Ancak ABD-Pakistan ilişkileri kalıcı olmadı. Usame Bin Ladin’in Pakistan’a haber verilmeden topraklarında yapılan operasyonla öldürülmesi Pakistan’ı kızdırdı. Trump döneminde “Hindistan’a karşı kullanılacağı” gerekçesiyle yapılan askeri yardımlar kesildi. ABD’nin başlıca sorunu yeni küresel rakibi Çin’e karşı en büyük kozunun Hindistan olmasıydı. Pakistan’a verilecek askeri desteklerin Hindistan’ı kızdıracağı düşünülerek sona erdirildi. İşte bu süre zarfında İmran Han gibi bir siyasetçi ortaya çıktı. Popülist politikalar güden Han, kamuoyu gözünde bir kahraman olarak görülüyordu.
TEKRAR ABD’YE YAKLAŞTI
İmran Han, ABD’den umudu kesmiş olacak ki Rusya ve Çin’le ilişkilerini güçlendirmeye karar verdi. Hindistan gibi daha “tarafsız” bir dış politika vaadinde bulundu. Ancak onun Çin ve Rusya’ya yakınlığı ABD’nin canını sıkıyordu. Bu nedenle ABD’liler Han’ın görevden alınması gerektiğini kamuoyuna açık bir şekilde belli ettiler. İmran Han’ın ekonomi politikaları özellikle Covid-19 sonrası enflasyon ve paranın değer kaybetmesi sorunlarını büyüttü. ABD’ye yakınlığıyla bilinen Pakistan ordusunun da onayıyla İmran Han güvenoyu alamadı ve görevini bıraktı. Han, kendisine ABD tarafından “darbe” yapıldığını iddia etti.

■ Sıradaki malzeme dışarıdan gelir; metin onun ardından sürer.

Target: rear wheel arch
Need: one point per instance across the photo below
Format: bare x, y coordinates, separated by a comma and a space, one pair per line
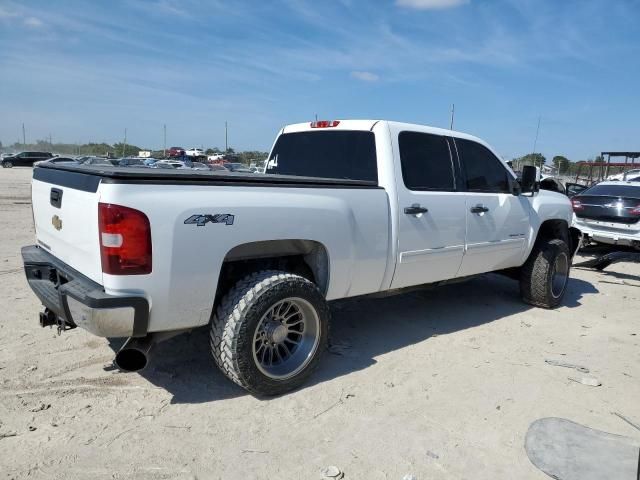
560, 229
307, 258
554, 229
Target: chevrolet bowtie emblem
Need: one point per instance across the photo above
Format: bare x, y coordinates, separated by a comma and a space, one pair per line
56, 222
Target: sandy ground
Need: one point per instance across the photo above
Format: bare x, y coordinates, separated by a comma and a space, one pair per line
440, 383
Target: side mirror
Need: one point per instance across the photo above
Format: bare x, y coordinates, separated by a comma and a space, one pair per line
530, 181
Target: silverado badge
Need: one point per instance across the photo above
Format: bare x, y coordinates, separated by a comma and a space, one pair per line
56, 222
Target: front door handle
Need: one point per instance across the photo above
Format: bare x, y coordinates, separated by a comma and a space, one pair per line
479, 209
415, 210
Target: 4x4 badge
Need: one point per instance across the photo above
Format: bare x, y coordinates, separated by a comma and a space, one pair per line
56, 222
203, 218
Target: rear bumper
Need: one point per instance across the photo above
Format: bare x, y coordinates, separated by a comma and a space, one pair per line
80, 301
609, 233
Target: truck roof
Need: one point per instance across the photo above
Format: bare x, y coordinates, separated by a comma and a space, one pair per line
355, 124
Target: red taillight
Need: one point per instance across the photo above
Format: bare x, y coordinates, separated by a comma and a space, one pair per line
125, 240
325, 123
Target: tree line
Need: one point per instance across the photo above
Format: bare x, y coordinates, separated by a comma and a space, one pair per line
562, 164
125, 150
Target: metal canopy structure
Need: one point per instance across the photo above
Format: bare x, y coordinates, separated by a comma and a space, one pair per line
593, 172
626, 155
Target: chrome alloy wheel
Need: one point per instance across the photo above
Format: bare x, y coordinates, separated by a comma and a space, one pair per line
286, 338
559, 275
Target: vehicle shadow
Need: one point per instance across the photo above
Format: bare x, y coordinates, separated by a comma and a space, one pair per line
594, 251
362, 329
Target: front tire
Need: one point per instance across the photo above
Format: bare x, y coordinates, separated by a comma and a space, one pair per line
545, 275
269, 332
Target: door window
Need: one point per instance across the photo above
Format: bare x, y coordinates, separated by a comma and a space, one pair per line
483, 171
426, 161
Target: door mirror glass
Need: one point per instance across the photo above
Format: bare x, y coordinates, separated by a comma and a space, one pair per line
530, 181
574, 189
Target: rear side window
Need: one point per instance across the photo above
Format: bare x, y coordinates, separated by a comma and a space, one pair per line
342, 154
483, 171
613, 191
426, 161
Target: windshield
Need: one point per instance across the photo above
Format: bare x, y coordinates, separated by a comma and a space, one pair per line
613, 191
342, 154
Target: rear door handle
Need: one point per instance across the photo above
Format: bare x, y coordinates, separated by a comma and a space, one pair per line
479, 209
415, 210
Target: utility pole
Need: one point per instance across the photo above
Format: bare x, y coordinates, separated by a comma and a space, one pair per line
453, 112
535, 143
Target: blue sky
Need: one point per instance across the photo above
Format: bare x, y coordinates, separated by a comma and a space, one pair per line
85, 70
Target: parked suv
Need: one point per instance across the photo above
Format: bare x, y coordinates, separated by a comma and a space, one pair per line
175, 152
25, 159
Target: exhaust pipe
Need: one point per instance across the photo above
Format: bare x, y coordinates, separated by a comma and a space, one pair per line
135, 354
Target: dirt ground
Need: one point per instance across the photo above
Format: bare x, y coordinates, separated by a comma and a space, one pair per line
440, 384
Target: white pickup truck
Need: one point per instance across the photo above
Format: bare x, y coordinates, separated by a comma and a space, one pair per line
345, 208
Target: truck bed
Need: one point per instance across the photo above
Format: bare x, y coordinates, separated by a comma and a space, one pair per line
90, 175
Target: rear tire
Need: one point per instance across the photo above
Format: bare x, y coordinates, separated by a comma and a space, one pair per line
545, 275
269, 332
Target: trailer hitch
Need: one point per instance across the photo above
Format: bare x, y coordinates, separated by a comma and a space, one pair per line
48, 318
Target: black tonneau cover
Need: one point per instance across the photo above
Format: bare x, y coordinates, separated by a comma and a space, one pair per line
87, 177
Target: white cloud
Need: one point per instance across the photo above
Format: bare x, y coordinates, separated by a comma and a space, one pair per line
4, 13
365, 76
430, 4
33, 22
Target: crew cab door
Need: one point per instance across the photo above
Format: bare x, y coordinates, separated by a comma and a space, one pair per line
497, 220
431, 220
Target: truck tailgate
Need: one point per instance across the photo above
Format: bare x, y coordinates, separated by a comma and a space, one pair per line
65, 213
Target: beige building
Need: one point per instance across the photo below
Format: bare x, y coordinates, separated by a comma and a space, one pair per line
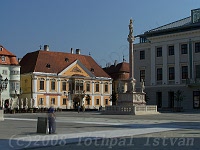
168, 59
64, 80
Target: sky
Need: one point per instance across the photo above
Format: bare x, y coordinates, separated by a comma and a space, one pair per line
96, 27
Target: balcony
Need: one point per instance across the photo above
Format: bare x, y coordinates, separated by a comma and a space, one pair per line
193, 82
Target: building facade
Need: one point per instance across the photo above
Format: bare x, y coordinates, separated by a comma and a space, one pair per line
120, 75
10, 69
167, 58
65, 80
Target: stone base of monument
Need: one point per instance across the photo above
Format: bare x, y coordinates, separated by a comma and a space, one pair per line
1, 115
131, 110
131, 104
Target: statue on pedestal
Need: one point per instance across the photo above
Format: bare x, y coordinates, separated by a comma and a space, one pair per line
142, 86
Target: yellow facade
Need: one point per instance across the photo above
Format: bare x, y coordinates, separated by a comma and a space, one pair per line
67, 89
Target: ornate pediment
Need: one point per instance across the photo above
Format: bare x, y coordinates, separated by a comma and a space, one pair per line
76, 69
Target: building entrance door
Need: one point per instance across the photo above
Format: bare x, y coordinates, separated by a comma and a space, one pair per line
76, 103
171, 99
159, 99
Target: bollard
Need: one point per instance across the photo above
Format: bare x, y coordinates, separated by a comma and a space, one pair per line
42, 125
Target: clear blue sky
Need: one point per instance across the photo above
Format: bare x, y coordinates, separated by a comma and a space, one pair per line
96, 26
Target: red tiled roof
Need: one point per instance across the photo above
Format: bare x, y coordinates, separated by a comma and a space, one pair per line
118, 72
10, 58
37, 62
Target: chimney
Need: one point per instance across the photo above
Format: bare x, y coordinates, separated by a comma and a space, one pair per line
78, 51
46, 47
115, 64
72, 52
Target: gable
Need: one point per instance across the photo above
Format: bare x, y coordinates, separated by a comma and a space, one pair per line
76, 69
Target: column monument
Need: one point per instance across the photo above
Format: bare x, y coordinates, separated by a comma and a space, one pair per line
131, 97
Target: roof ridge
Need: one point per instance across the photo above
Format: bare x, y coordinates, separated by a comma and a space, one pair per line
155, 29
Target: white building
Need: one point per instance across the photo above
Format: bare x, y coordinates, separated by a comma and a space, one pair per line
168, 59
10, 69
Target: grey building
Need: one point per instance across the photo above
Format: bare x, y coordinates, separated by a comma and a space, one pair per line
168, 59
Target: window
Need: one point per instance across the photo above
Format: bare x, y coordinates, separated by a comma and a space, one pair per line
142, 75
70, 86
171, 73
142, 55
197, 47
97, 87
53, 85
64, 84
97, 101
64, 101
4, 72
171, 50
184, 48
41, 101
196, 99
159, 51
53, 101
79, 86
159, 74
106, 101
41, 85
106, 87
184, 72
88, 86
3, 58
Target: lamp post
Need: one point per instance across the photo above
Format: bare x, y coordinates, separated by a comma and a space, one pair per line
3, 86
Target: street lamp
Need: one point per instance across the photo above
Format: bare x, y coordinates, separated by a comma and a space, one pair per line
3, 86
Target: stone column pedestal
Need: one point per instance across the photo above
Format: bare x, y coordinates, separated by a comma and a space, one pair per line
1, 115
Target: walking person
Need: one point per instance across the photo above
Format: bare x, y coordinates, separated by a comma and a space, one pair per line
51, 120
83, 108
79, 108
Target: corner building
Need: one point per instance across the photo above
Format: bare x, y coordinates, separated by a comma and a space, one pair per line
168, 59
64, 80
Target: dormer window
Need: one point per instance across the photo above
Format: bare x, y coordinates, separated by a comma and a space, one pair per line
67, 59
92, 69
3, 58
48, 65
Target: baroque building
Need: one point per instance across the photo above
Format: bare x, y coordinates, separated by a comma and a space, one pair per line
120, 75
167, 58
65, 80
9, 69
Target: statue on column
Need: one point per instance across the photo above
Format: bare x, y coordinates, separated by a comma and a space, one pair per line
22, 104
33, 102
142, 86
132, 85
119, 87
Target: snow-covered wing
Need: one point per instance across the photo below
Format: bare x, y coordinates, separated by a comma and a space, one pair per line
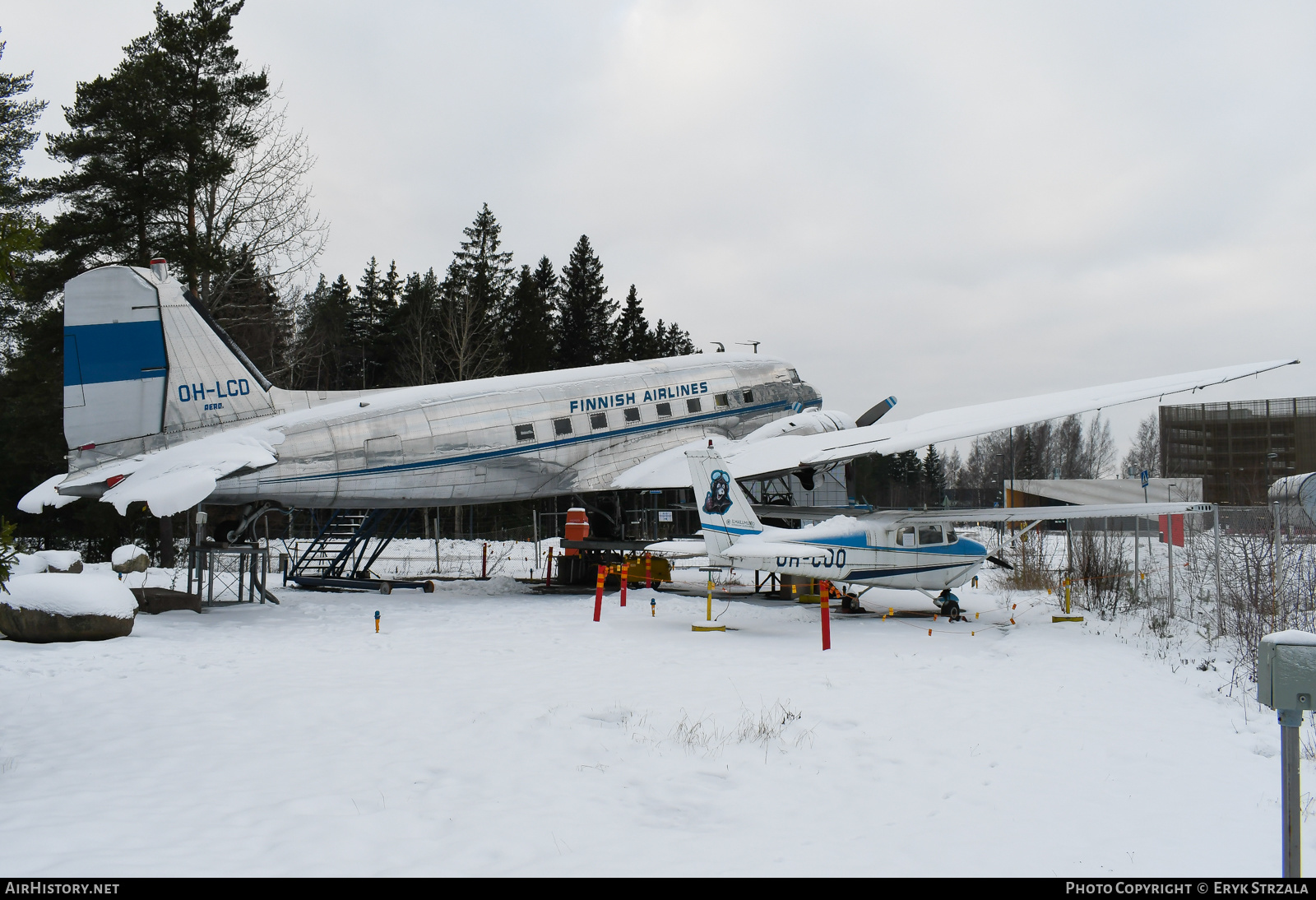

Şu anda ise yeni Başbakan Anvarul Hak Kakar’ın elinde bir enkaz var. İmran Han krizi sona ermezken giderek kötüleşen ekonomi Pakistan’ı tekrar ABD yanına itti. Bu nedenle IMF’den gelecek kredi Pakistan ekonomisini en azından şimdilik rahatlatmak için büyük önem taşıyor. Pakistan’da ABD’nin bu dış politika hamlesine karşı tepki olsa da sızıntıların en önemli göstergesi Ukrayna Savaşı’yla ilgili oldu. ABD gibi devasa bir askeri güç bile 1.5 yılı ancak doldurmuş savaşın mühimmat ihtiyaçlarına yetememeye başladı. Rusya’nın da aynı şekilde İran ve Kuzey Kore’yle anlaşmalar yapmaya çalıştığı düşünülürse tüm küresel güçlerin askeri yatırımlarını ve üretim kapasitelerini arttırması önümüzdeki on yıl içinde en büyük hedeflerin başında geliyor.